It’s the brand-new year, two months since the end of the novel-crunching event of NaNoWriMo (National Novel Writing Month), and for all the NaNoWriMo writers participated, it is time to go through post-novel composition mode. For the writers who reached the 50,000 word count goal this year, congratulations. For those who didn’t, now is the right time to reflect and re-plan for next year’s NaNoWriMo. Maybe some of these writers decide to just stop at the last day of the challenge, but for those who want to improve their craft through revision of their first draft prose or for those who want to start a brand-new prose for next year’s event, The Office of Letters and Light, the organization behind literary challenge events such as NaNoWriMo and Script Frenzy, prepared and published a series of textbooks and tools to provide the writers and would-be writers a guide to preparing for NaNoWriMo and tips during the event itself.
The Office of Letters and Light presented so far two textbooks: No Plot? No Problem! (along with its optional companion writer’s kit) and Ready, Set, Novel! writer’s workbook. For this review, I am going to feature the first guide book and its companion novel-writing kit: No Plot? No Problem.

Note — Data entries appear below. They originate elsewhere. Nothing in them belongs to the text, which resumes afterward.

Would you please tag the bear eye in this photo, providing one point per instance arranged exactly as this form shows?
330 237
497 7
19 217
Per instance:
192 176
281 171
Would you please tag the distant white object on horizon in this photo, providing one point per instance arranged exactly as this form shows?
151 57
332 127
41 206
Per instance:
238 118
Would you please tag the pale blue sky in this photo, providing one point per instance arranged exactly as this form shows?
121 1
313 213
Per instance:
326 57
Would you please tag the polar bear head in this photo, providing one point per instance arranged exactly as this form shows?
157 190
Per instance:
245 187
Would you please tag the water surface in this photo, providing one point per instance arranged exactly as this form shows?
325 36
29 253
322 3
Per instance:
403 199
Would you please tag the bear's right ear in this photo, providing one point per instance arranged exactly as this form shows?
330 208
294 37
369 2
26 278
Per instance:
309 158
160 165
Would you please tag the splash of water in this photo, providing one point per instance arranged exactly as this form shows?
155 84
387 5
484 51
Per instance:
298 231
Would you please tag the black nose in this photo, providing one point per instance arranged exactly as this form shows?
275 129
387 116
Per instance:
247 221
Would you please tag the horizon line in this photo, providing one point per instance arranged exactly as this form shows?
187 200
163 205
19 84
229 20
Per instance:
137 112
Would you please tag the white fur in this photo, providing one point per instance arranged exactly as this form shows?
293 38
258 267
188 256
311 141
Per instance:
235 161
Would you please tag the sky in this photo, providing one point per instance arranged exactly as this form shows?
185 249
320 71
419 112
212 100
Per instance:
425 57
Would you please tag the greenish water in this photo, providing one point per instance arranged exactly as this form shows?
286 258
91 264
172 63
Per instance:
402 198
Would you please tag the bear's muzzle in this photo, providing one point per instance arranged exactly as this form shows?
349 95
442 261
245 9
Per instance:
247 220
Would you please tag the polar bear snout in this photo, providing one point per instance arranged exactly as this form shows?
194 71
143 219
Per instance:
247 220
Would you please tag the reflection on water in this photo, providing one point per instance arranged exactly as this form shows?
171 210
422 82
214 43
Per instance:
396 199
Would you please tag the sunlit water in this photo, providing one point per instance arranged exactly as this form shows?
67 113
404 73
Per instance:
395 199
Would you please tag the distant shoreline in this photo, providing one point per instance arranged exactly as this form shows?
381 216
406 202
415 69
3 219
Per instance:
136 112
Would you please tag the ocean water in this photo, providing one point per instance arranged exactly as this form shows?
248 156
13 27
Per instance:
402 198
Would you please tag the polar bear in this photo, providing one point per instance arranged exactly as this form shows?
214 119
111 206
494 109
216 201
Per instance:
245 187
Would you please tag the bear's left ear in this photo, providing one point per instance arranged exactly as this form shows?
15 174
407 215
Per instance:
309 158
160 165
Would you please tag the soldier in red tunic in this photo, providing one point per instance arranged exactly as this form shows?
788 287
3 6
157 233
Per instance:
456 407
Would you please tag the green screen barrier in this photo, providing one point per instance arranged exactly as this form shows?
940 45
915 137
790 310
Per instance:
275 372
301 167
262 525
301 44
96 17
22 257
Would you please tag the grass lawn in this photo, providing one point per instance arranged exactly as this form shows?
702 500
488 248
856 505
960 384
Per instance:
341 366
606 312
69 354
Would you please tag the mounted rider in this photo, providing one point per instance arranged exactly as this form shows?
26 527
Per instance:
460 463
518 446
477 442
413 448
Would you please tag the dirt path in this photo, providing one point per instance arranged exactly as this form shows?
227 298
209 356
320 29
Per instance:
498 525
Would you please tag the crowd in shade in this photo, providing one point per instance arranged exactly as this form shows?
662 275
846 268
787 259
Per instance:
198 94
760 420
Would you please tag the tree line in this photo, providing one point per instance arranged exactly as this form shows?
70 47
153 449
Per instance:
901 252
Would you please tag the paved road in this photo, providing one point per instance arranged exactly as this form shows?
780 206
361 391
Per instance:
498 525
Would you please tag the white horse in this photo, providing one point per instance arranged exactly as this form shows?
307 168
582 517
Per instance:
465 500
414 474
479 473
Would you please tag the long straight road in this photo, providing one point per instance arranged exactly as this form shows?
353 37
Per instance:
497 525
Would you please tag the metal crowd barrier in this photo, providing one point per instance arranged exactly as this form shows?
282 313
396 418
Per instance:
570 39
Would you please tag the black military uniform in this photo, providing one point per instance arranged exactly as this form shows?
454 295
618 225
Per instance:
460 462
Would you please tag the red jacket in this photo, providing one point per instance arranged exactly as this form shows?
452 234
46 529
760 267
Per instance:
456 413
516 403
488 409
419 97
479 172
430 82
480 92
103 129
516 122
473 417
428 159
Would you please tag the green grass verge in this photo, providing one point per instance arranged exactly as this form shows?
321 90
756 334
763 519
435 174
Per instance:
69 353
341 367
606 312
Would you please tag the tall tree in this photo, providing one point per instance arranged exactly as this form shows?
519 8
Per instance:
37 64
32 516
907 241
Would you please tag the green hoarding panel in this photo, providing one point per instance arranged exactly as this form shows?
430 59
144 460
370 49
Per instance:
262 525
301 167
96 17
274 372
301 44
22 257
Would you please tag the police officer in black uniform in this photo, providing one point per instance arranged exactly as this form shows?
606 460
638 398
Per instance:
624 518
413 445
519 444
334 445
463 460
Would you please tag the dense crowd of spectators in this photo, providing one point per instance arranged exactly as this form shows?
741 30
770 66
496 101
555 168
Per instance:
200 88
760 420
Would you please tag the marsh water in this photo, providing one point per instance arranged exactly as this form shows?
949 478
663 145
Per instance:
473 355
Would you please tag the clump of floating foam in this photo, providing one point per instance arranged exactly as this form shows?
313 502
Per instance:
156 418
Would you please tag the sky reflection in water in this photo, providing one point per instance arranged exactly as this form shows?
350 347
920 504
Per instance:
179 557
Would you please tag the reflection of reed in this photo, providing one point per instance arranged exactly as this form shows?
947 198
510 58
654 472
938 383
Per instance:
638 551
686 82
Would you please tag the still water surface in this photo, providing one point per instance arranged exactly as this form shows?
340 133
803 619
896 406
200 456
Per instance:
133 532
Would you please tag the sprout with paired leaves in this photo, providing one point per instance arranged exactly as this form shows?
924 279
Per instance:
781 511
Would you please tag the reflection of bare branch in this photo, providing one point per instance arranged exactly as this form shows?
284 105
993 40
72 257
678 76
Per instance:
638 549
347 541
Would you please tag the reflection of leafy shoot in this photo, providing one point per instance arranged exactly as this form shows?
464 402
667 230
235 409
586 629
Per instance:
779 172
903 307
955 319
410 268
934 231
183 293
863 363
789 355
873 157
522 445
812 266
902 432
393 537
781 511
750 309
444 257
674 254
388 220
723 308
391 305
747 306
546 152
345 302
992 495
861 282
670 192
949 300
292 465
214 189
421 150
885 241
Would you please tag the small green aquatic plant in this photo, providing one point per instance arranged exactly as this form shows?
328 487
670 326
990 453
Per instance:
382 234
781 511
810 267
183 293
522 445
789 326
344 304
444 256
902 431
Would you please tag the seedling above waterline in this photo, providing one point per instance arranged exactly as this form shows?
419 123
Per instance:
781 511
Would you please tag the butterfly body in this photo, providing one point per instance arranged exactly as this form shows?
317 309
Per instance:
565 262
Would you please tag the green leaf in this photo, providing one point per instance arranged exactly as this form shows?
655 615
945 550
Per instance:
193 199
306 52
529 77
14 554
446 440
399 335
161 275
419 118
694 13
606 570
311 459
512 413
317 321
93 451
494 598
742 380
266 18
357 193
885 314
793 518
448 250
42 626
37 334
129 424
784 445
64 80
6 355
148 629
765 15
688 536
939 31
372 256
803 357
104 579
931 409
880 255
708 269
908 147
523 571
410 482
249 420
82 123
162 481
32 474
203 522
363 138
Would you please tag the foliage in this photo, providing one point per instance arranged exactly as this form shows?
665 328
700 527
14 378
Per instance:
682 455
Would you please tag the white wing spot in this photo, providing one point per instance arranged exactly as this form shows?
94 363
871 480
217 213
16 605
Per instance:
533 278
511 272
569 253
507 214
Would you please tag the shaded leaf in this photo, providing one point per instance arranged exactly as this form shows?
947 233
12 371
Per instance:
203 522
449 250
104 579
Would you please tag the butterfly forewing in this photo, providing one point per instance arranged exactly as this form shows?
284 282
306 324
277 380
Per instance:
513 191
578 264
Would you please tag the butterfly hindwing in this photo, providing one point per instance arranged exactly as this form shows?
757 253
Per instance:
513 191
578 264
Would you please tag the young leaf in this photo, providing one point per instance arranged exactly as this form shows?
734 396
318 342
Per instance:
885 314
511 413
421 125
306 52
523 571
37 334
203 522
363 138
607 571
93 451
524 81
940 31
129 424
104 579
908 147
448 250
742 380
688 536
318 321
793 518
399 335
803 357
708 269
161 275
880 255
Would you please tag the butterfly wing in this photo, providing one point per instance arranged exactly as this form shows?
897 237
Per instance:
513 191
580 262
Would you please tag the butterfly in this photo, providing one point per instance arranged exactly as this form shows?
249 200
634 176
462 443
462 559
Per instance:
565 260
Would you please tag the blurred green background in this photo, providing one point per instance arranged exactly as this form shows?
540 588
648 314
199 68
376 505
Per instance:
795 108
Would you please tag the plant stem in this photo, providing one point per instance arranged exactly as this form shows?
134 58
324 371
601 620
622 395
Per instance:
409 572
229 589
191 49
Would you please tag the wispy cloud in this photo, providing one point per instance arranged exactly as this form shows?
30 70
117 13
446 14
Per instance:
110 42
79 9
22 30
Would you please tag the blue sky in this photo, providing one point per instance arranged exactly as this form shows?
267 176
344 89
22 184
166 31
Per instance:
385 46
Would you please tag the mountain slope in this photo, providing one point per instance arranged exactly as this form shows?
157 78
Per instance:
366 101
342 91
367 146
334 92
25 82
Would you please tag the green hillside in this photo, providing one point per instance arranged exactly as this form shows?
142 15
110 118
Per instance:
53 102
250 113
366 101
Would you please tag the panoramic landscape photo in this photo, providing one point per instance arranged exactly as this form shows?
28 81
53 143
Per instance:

This book was solely written by Chris Baty, freelance writer, writing coach, and founder of both the NaNoWriMo event and its organization, The Office of Letters and Light. This book primarily focuses on providing tips and guides to the NaNoWriMo writer and the would-be NaNoWriMo writer in two separate periods: months before November (the official month of NaNoWriMo when the challenge takes place) and during the challenge event itself. Baty used a lot of wit and humor throughout the entire book, making prose writing in 30 days a lot more user friendly, rather than presenting the text in the usual textbook language aimed towards students and professional.
For those writers who are just starting off or planning to participate in NaNoWriMo for the first time, No Plot? No Problem! should be the very first book that they should look in to to provide a good start to their preparation. The preparation period of the book does not only focus on how to find inspiration for the prose you plan to write, such as general observation on public areas to watching TV or reading novels. The book also provides tips regarding the best locations, such as your own bedroom or your local coffee shop to your local public library, that you can make yourself your personal writing station and even tips on your other daily habits, such as your eating patterns while you write or the types of food you eat during your writing process. It also provides suggestions regarding mapping your word count goals per day according to your daily routines and schedules. Lastly of course, the book also provides tips on research and character building, depending on the type of prose that you plan to write. Fiction, non-fiction, or simply just freewriting, this book has various tips per prose type.
The second part of the book focuses the actual NaNoWriMo event, starting from the first week to the last week. More tips are provided, not necessarily towards the prose itself, but more of your personal progress during your writing. It also gives other tips relating to your personal maintenance from your current state to other ways of keeping yourself awake and focused to your writing. The author also provides a few pep talks here and there to keep you motivated and not drop out of the challenge with wit and humor. For example, on Chapter 7 of the book focusing on the third week of NaNoWriMo, there is a section called “Can I Give Up Now?”, in which there is a one-sentence statement written underneath the section: “No, you cannot give up now.”